"Information Paradox" and Schwarzschildian geodesics

TL;DR

This paper argues that the black hole information paradox arises from misinterpretations of Schwarzschild geodesics, emphasizing that previous analyses overlooked key aspects of the metric and orbit conditions.

Contribution

It clarifies the limitations of the differential equation for Schwarzschild geodesics, highlighting overlooked regions and conditions relevant to the information paradox.

Findings

The geodesic equation does not fully capture all consequences of the metric.

Circular orbit conditions are not derived from the standard geodesic equation.

The analysis neglects regions where the radial coordinate is less than or equal to twice the mass.

Abstract

We show that the "Information Paradox" follows from inappropriate considerations on the geodesics of a Schwarzschildian manifold created by a gravitating point-mass.

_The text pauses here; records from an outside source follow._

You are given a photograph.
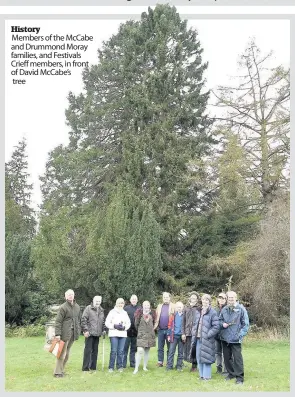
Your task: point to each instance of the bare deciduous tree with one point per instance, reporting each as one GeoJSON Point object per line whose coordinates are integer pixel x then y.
{"type": "Point", "coordinates": [258, 111]}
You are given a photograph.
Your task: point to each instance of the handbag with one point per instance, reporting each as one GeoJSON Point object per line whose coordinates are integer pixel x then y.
{"type": "Point", "coordinates": [56, 347]}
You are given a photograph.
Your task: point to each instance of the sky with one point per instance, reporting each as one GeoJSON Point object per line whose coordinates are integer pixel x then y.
{"type": "Point", "coordinates": [36, 110]}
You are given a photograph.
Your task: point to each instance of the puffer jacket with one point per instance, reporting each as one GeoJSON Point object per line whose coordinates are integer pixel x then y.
{"type": "Point", "coordinates": [238, 319]}
{"type": "Point", "coordinates": [131, 309]}
{"type": "Point", "coordinates": [171, 310]}
{"type": "Point", "coordinates": [145, 329]}
{"type": "Point", "coordinates": [218, 311]}
{"type": "Point", "coordinates": [210, 328]}
{"type": "Point", "coordinates": [68, 315]}
{"type": "Point", "coordinates": [93, 320]}
{"type": "Point", "coordinates": [189, 318]}
{"type": "Point", "coordinates": [171, 324]}
{"type": "Point", "coordinates": [116, 316]}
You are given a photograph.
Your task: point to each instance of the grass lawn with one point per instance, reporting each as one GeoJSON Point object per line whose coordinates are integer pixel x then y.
{"type": "Point", "coordinates": [30, 368]}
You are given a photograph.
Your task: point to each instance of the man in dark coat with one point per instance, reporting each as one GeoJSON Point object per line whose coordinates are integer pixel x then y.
{"type": "Point", "coordinates": [67, 329]}
{"type": "Point", "coordinates": [93, 327]}
{"type": "Point", "coordinates": [131, 333]}
{"type": "Point", "coordinates": [234, 323]}
{"type": "Point", "coordinates": [189, 317]}
{"type": "Point", "coordinates": [204, 331]}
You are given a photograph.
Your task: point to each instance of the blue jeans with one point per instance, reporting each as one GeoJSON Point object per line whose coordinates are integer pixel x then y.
{"type": "Point", "coordinates": [130, 341]}
{"type": "Point", "coordinates": [162, 338]}
{"type": "Point", "coordinates": [117, 351]}
{"type": "Point", "coordinates": [204, 369]}
{"type": "Point", "coordinates": [176, 342]}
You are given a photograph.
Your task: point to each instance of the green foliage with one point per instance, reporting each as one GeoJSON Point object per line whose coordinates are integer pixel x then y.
{"type": "Point", "coordinates": [28, 368]}
{"type": "Point", "coordinates": [126, 250]}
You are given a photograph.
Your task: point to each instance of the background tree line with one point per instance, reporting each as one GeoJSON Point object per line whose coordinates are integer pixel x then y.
{"type": "Point", "coordinates": [153, 191]}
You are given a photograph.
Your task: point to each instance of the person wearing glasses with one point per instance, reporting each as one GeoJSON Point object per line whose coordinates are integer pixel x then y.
{"type": "Point", "coordinates": [220, 367]}
{"type": "Point", "coordinates": [205, 329]}
{"type": "Point", "coordinates": [118, 322]}
{"type": "Point", "coordinates": [189, 316]}
{"type": "Point", "coordinates": [234, 323]}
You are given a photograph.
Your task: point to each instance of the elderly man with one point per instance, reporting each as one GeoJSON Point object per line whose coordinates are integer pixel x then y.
{"type": "Point", "coordinates": [163, 312]}
{"type": "Point", "coordinates": [234, 323]}
{"type": "Point", "coordinates": [67, 329]}
{"type": "Point", "coordinates": [131, 333]}
{"type": "Point", "coordinates": [92, 327]}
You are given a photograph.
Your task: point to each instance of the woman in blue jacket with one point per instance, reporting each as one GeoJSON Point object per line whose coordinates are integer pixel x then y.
{"type": "Point", "coordinates": [205, 329]}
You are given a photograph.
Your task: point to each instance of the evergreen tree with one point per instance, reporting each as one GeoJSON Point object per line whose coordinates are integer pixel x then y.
{"type": "Point", "coordinates": [141, 121]}
{"type": "Point", "coordinates": [17, 187]}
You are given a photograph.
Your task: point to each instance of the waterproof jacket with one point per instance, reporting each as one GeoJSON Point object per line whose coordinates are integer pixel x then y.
{"type": "Point", "coordinates": [238, 319]}
{"type": "Point", "coordinates": [68, 316]}
{"type": "Point", "coordinates": [130, 309]}
{"type": "Point", "coordinates": [171, 310]}
{"type": "Point", "coordinates": [145, 329]}
{"type": "Point", "coordinates": [93, 320]}
{"type": "Point", "coordinates": [171, 324]}
{"type": "Point", "coordinates": [116, 317]}
{"type": "Point", "coordinates": [210, 328]}
{"type": "Point", "coordinates": [189, 318]}
{"type": "Point", "coordinates": [218, 311]}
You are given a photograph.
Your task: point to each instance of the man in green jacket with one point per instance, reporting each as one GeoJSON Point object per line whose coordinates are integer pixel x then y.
{"type": "Point", "coordinates": [67, 329]}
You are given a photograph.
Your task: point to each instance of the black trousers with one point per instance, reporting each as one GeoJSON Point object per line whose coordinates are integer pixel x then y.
{"type": "Point", "coordinates": [233, 360]}
{"type": "Point", "coordinates": [90, 353]}
{"type": "Point", "coordinates": [130, 342]}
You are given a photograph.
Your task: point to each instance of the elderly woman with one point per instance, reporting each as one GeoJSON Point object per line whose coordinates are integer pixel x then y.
{"type": "Point", "coordinates": [144, 321]}
{"type": "Point", "coordinates": [189, 317]}
{"type": "Point", "coordinates": [117, 322]}
{"type": "Point", "coordinates": [205, 329]}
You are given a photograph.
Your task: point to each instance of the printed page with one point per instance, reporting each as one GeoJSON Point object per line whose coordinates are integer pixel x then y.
{"type": "Point", "coordinates": [147, 162]}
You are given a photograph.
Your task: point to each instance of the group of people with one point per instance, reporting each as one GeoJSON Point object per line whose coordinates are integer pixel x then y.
{"type": "Point", "coordinates": [200, 333]}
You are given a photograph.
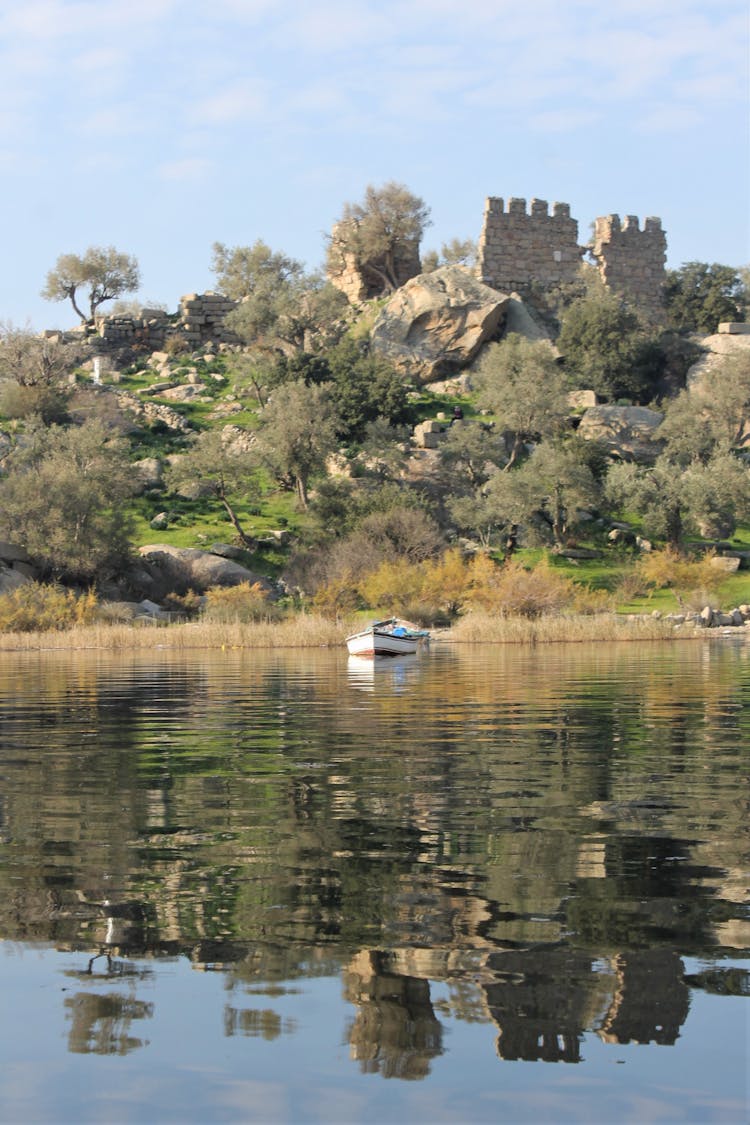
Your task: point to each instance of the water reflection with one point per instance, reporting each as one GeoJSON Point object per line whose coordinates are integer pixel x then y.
{"type": "Point", "coordinates": [547, 835]}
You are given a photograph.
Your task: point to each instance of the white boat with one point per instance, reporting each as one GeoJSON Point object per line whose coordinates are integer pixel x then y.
{"type": "Point", "coordinates": [386, 638]}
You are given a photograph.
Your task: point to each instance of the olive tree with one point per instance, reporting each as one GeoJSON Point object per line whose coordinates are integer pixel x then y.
{"type": "Point", "coordinates": [63, 498]}
{"type": "Point", "coordinates": [379, 231]}
{"type": "Point", "coordinates": [35, 374]}
{"type": "Point", "coordinates": [281, 308]}
{"type": "Point", "coordinates": [298, 431]}
{"type": "Point", "coordinates": [102, 271]}
{"type": "Point", "coordinates": [222, 466]}
{"type": "Point", "coordinates": [699, 296]}
{"type": "Point", "coordinates": [522, 384]}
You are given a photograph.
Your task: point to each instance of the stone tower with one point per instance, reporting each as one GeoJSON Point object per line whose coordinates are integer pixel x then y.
{"type": "Point", "coordinates": [632, 261]}
{"type": "Point", "coordinates": [520, 246]}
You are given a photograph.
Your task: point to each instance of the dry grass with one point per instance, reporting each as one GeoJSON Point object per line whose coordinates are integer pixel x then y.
{"type": "Point", "coordinates": [316, 631]}
{"type": "Point", "coordinates": [301, 631]}
{"type": "Point", "coordinates": [491, 629]}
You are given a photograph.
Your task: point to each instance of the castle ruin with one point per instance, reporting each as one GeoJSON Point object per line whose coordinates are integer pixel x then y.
{"type": "Point", "coordinates": [522, 246]}
{"type": "Point", "coordinates": [517, 246]}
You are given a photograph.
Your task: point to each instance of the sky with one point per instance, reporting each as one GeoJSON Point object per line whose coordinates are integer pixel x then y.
{"type": "Point", "coordinates": [163, 126]}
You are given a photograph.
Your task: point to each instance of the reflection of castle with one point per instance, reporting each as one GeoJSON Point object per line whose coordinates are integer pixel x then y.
{"type": "Point", "coordinates": [651, 999]}
{"type": "Point", "coordinates": [542, 1000]}
{"type": "Point", "coordinates": [396, 1032]}
{"type": "Point", "coordinates": [100, 1024]}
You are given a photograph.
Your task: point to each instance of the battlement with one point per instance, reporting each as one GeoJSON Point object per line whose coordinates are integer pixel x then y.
{"type": "Point", "coordinates": [517, 206]}
{"type": "Point", "coordinates": [523, 244]}
{"type": "Point", "coordinates": [520, 244]}
{"type": "Point", "coordinates": [632, 260]}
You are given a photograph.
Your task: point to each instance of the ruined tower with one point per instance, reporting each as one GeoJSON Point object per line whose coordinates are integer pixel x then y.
{"type": "Point", "coordinates": [517, 246]}
{"type": "Point", "coordinates": [632, 261]}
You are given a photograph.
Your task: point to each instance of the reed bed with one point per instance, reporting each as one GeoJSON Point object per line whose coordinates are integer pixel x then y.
{"type": "Point", "coordinates": [315, 631]}
{"type": "Point", "coordinates": [300, 631]}
{"type": "Point", "coordinates": [493, 629]}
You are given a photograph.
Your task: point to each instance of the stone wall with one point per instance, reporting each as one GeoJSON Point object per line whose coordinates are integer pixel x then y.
{"type": "Point", "coordinates": [518, 246]}
{"type": "Point", "coordinates": [362, 280]}
{"type": "Point", "coordinates": [201, 318]}
{"type": "Point", "coordinates": [199, 322]}
{"type": "Point", "coordinates": [632, 261]}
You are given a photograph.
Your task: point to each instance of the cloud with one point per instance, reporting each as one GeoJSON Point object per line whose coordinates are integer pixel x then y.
{"type": "Point", "coordinates": [186, 170]}
{"type": "Point", "coordinates": [246, 98]}
{"type": "Point", "coordinates": [565, 120]}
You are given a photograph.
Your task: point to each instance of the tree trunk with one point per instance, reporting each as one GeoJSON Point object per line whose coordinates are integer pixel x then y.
{"type": "Point", "coordinates": [301, 492]}
{"type": "Point", "coordinates": [82, 316]}
{"type": "Point", "coordinates": [244, 539]}
{"type": "Point", "coordinates": [675, 529]}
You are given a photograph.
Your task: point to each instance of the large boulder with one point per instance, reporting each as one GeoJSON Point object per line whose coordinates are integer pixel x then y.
{"type": "Point", "coordinates": [629, 433]}
{"type": "Point", "coordinates": [730, 342]}
{"type": "Point", "coordinates": [188, 568]}
{"type": "Point", "coordinates": [436, 323]}
{"type": "Point", "coordinates": [728, 345]}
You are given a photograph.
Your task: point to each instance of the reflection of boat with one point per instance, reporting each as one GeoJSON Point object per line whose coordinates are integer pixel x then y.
{"type": "Point", "coordinates": [390, 637]}
{"type": "Point", "coordinates": [389, 675]}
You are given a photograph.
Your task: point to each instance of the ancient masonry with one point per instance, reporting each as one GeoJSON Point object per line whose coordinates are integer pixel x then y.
{"type": "Point", "coordinates": [199, 322]}
{"type": "Point", "coordinates": [361, 280]}
{"type": "Point", "coordinates": [517, 248]}
{"type": "Point", "coordinates": [520, 248]}
{"type": "Point", "coordinates": [632, 261]}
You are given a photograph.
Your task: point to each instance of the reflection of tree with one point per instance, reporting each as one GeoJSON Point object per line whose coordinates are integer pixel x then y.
{"type": "Point", "coordinates": [542, 1000]}
{"type": "Point", "coordinates": [256, 1023]}
{"type": "Point", "coordinates": [651, 1000]}
{"type": "Point", "coordinates": [100, 1023]}
{"type": "Point", "coordinates": [396, 1032]}
{"type": "Point", "coordinates": [539, 819]}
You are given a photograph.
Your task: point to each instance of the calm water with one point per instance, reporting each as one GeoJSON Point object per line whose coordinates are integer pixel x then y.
{"type": "Point", "coordinates": [479, 884]}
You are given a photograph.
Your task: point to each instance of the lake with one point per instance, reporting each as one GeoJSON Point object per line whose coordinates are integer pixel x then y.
{"type": "Point", "coordinates": [482, 883]}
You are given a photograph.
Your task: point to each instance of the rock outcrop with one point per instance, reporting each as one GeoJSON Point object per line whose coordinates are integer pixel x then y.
{"type": "Point", "coordinates": [626, 432]}
{"type": "Point", "coordinates": [187, 567]}
{"type": "Point", "coordinates": [436, 323]}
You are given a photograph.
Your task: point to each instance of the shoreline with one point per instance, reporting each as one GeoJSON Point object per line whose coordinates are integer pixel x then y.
{"type": "Point", "coordinates": [315, 631]}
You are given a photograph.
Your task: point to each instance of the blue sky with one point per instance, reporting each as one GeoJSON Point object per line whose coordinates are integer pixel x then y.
{"type": "Point", "coordinates": [161, 126]}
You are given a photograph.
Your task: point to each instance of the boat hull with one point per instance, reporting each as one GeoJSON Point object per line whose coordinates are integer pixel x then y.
{"type": "Point", "coordinates": [379, 642]}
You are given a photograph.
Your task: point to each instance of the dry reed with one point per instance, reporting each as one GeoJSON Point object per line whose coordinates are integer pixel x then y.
{"type": "Point", "coordinates": [494, 629]}
{"type": "Point", "coordinates": [300, 631]}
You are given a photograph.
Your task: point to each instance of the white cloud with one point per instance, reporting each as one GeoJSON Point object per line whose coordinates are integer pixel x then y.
{"type": "Point", "coordinates": [565, 120]}
{"type": "Point", "coordinates": [189, 169]}
{"type": "Point", "coordinates": [243, 99]}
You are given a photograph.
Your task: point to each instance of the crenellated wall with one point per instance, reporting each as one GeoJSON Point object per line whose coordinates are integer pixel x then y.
{"type": "Point", "coordinates": [520, 245]}
{"type": "Point", "coordinates": [631, 260]}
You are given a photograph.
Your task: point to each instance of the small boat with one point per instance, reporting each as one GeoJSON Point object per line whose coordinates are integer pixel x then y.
{"type": "Point", "coordinates": [390, 637]}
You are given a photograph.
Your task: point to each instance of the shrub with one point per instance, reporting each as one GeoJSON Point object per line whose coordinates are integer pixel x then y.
{"type": "Point", "coordinates": [688, 578]}
{"type": "Point", "coordinates": [38, 608]}
{"type": "Point", "coordinates": [513, 591]}
{"type": "Point", "coordinates": [242, 604]}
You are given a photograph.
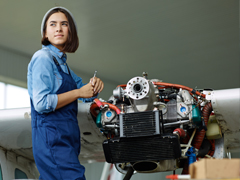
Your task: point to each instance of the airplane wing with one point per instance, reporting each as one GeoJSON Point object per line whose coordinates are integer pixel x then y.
{"type": "Point", "coordinates": [16, 133]}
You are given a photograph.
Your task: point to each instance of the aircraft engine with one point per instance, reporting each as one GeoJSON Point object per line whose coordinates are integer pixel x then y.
{"type": "Point", "coordinates": [152, 126]}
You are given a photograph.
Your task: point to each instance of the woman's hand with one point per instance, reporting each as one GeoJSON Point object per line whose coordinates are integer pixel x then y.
{"type": "Point", "coordinates": [97, 84]}
{"type": "Point", "coordinates": [91, 89]}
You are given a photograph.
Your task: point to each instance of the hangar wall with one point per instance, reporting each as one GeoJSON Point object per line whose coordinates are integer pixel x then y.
{"type": "Point", "coordinates": [13, 70]}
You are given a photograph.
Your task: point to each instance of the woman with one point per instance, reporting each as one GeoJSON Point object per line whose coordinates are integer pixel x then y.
{"type": "Point", "coordinates": [54, 90]}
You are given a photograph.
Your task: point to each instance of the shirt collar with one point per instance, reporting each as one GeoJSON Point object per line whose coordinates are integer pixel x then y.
{"type": "Point", "coordinates": [56, 51]}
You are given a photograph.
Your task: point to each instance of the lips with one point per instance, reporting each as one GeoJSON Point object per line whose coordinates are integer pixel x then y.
{"type": "Point", "coordinates": [58, 35]}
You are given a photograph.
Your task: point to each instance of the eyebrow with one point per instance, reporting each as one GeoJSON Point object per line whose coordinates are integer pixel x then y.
{"type": "Point", "coordinates": [56, 22]}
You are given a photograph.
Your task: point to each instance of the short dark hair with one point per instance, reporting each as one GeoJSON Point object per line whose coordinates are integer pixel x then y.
{"type": "Point", "coordinates": [72, 42]}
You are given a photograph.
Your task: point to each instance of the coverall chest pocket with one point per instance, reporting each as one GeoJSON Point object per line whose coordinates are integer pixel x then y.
{"type": "Point", "coordinates": [51, 134]}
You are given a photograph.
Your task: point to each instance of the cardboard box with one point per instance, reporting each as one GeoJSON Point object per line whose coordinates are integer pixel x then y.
{"type": "Point", "coordinates": [215, 168]}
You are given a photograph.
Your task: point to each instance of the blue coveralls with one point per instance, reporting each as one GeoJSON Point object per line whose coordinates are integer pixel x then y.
{"type": "Point", "coordinates": [56, 138]}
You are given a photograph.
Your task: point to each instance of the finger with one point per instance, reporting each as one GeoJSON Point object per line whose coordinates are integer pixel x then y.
{"type": "Point", "coordinates": [97, 85]}
{"type": "Point", "coordinates": [94, 81]}
{"type": "Point", "coordinates": [102, 86]}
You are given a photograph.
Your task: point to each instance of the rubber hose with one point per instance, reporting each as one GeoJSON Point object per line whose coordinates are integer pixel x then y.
{"type": "Point", "coordinates": [199, 136]}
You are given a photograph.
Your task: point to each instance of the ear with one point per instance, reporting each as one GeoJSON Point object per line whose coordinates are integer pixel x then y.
{"type": "Point", "coordinates": [46, 36]}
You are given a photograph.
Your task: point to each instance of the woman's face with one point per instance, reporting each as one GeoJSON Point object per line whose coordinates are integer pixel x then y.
{"type": "Point", "coordinates": [57, 30]}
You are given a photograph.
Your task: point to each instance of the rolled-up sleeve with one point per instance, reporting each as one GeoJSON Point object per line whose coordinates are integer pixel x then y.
{"type": "Point", "coordinates": [44, 100]}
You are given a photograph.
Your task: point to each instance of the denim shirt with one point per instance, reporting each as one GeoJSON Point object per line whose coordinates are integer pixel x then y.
{"type": "Point", "coordinates": [44, 79]}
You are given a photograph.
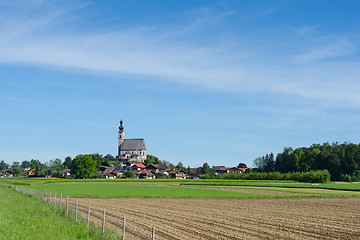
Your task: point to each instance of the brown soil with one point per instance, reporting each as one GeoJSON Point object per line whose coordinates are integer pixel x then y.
{"type": "Point", "coordinates": [283, 218]}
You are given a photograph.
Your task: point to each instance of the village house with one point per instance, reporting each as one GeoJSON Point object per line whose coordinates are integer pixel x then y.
{"type": "Point", "coordinates": [177, 174]}
{"type": "Point", "coordinates": [153, 167]}
{"type": "Point", "coordinates": [221, 170]}
{"type": "Point", "coordinates": [66, 172]}
{"type": "Point", "coordinates": [147, 174]}
{"type": "Point", "coordinates": [30, 173]}
{"type": "Point", "coordinates": [137, 167]}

In particular, we demonstrate that the geometric differential equation which gives the radial coordinate as a function of the angular coordinate of the geodesics does not represent fully all the consequences following from the metric tensor. We remark that: i) it does not yield the conditions characterizing the circular orbits; (this fact has been ignored in the previous literature); ii) it "neglects" the space region in which the radial coordinate is minor or equal to twice the mass of the gravitating point (in suitable units of measure).